High-speed train wreck?

No doubt about it, the Chinese high-speed rail system is one of the wonders of the world. China began this year with 5,014 miles -- 8,069 kilometers -- of high-speed rail already in operation. In 2011, China will build out major connecting lines that will turn this into a true high-speed network. For example, by the end of December, a 664-mile (1,069-kilometer) line between Beijing and Wuhan will complete the north-south route between the Hong Kong border and Beijing. By the end of the year, the final links will be in place to connect Shanghai with Chengdu. Imagine a 1,250-mile trip through some of China's highest mountains and across some of its deepest river valleys at speeds of up to 180 mph (290 kph).

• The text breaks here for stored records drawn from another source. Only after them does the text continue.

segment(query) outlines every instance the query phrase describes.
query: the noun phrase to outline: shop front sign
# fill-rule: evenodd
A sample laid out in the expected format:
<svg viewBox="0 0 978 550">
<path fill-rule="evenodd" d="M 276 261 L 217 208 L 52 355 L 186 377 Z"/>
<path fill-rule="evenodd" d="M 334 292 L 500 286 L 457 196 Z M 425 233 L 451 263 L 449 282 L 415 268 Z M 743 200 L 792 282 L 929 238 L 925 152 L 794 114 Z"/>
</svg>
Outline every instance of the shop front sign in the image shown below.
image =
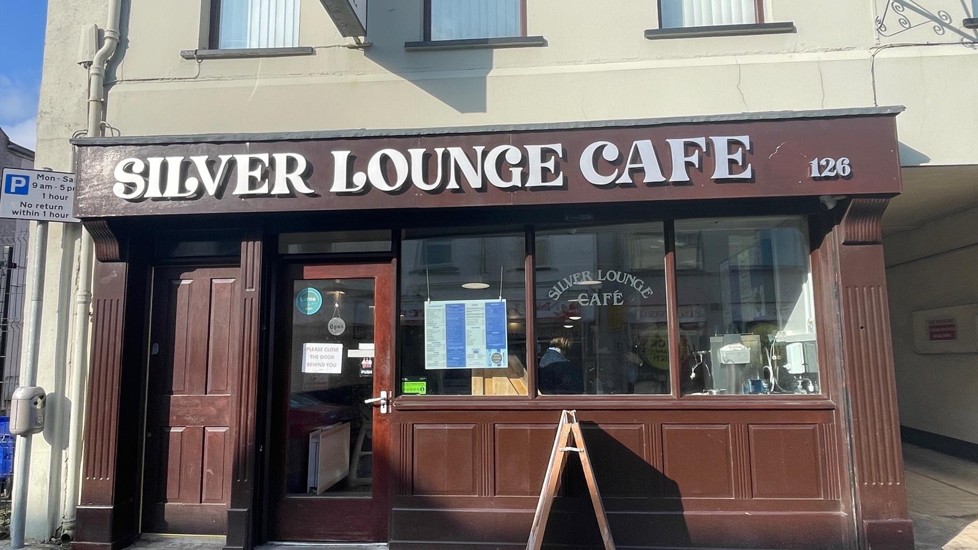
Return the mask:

By the end of 2020, China plans to have built a high-speed rail system of 9,600 miles, or 15,450 kilometers.

A system like this doesn't come cheap. Over the next four years, China will spend an estimated $500 billion on high-speed rail.

You'd have to be completely naive about the way government spending works in Beijing or Washington to believe that so much government cash wouldn't draw a trainload of officials looking to grease their own pockets.

Investigations into that graft started with Ding Shumiao, a well-known businesswoman in the railway equipment industry, who in January 2011 was accused of taking $120 million in "fees" to arrange railway projects. From Ding, the investigation grew to include Liu Zhijun, who was the minister of railways until February and is a friend of Ding's. Zhang Shugang, the deputy chief engineer and director of the transportation bureau of the Ministry of Railways, is also under investigation. He was suspended from his post in February.

But what's interesting to me about what the investigation has revealed isn't the kickbacks and other forms of payoffs -- or even the amounts involved. $120 million is surely a lot of cash, but it's not enough to make the difference between a high-speed railway system that is economically viable and one that's a white elephant.

What the investigation also shows is that the decisions about the design of the system were driven at every step of the way by the desire to produce extra revenue for everyone involved, ranging from the state-owned companies that built the system to the real estate developer who would make a killing if the high-speed line extended to his or her city.

So, for example, over and over again, officials demanded that trains be able to achieve top speeds even if it meant spending more on rail beds, employing viaducts to speed construction (since elevating the track meant avoiding protests about appropriating land) and extending the network to as many towns as possible.

This has all resulted in a very big network with relatively high costs that includes some routes that will never pay off.